I have been trying to figure out how I can use asyncio and aiohttp inside of a Class. If I just try running the script without the Class (just use the functions as is), everything works fine. As soon as I bring all the functions into a Class and try using the Class in Main.py the script locks up without any errors. Not exactly sure where to go from here, I am guessing I have to set up my Class differently for it to work. If anyone has any knowledge as to why this does not work, it would be greatly appreciated it if you shared what I am doing wrong. Thank you for your time.

Fetch.py

import asyncio
from aiohttp import ClientSession

class Fetch:
 def __init__(self, proxy=None):
  self.proxy = proxy
  self.headers =  {'user-agent': 'Mozilla/5.0 (Windows NT 6.3; Win64; x64) AppleWebKit/537.36 (KHTML, like Gecko) Chrome/63.0.3239.132 Safari/537.36'}

 def set_headers(self, headers):
  if not headers:
   headers = self.headers
  return headers

 def set_proxy(self, proxy):
  if proxy:
   p = proxy
  else:
   p = self.proxy
  return "http://{}".format(p)

 async def get_fetch(self, session, url, headers=None, proxy=None, params=None, timeout=9):
  array = []
  while True:
   try:
    async with session.get(url, headers=self.set_headers(headers), proxy=self.set_proxy(proxy), params=params, timeout=timeout) as r:
     print (r.status)
     if r.status == 200:
      obj = await r.read()
      array.append(obj)
      break
   except:
    pass
  return array

 async def get_bound(self, sem, session, url):
  async with sem:
   array = await self.get_fetch(session, url)
   return array

 async def get_run(self, urls, semaphores=400):
  tasks = []
  sem = asyncio.Semaphore(semaphores)

  async with ClientSession() as session:
   for url in urls:
    task = asyncio.ensure_future(self.get_bound(sem, session, url))
    tasks.append(task)

  responses = await asyncio.gather(*tasks)
  return responses

 def get(self, urls):
  loop = asyncio.get_event_loop()
  future = asyncio.ensure_future(self.get_run(urls))
  array = loop.run_until_complete(future)
  loop.close()
  return [ent for sublist in array for ent in sublist]

Main.py

from Browser import Fetch
from bs4 import BeautifulSoup

proxy = 'xxx.xxx.xxx.xxx:xxxxx'
fetch = Fetch(proxy)

if __name__ == '__main__':
 urls = ['http://ip4.me','http://ip4.me','http://ip4.me']
 array = fetch.get(urls)
 for obj in array:
  soup = BeautifulSoup(obj, 'html.parser')
  for ip in soup.select('tr +  tr td font'):
   print(ip.get_text())

Solution

  • Your indentation is wrong.

    async with ClientSession() as session:
        for url in urls:
            task = asyncio.ensure_future(self.get_bound(sem, session, url))
            tasks.append(task)
    
    responses = await asyncio.gather(*tasks)
    return responses
    

    Bring the last two lines back within the with block.

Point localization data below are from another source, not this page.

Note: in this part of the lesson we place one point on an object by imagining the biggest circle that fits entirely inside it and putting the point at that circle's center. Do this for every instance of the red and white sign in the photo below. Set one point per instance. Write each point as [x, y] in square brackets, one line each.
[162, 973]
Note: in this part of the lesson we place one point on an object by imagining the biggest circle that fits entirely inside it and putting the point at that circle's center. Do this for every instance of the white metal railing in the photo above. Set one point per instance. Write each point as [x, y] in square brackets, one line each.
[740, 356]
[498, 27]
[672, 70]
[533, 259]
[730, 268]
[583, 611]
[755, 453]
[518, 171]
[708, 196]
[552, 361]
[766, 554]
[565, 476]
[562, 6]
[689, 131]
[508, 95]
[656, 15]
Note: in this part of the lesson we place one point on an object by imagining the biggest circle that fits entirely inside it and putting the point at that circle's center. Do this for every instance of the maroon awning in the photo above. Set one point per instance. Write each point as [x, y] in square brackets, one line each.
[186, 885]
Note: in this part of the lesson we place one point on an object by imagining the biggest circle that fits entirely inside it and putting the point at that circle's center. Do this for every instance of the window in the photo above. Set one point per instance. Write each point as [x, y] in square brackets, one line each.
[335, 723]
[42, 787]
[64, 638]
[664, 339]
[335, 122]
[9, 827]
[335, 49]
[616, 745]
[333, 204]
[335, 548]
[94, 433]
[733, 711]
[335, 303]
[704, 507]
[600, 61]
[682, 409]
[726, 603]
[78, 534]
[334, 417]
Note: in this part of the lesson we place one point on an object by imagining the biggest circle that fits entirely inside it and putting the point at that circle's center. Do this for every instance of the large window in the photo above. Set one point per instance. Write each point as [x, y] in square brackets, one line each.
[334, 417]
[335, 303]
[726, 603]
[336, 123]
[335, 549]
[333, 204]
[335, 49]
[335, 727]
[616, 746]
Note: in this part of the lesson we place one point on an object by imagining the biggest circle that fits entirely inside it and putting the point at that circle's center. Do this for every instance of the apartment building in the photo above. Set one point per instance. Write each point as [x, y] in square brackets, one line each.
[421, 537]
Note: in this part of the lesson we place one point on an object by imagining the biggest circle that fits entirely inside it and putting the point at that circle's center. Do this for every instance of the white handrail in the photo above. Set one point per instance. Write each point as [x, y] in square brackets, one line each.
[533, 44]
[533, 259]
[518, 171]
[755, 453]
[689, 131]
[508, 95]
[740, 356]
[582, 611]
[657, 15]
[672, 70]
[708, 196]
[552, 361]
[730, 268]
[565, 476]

    Your code looks similar to https://pawelmhm.github.io/asyncio/python/aiohttp/2016/04/22/asyncio-aiohttp.html. In this reference, the await responses and related statements are well within the with block, otherwise your code lets the ClientSession instance go out of scope (and the underlying session be closed) before the http calls come back.

    On a side note, please consider a standard indentation style for your code. A single space makes it really hard to spot these easy mistakes.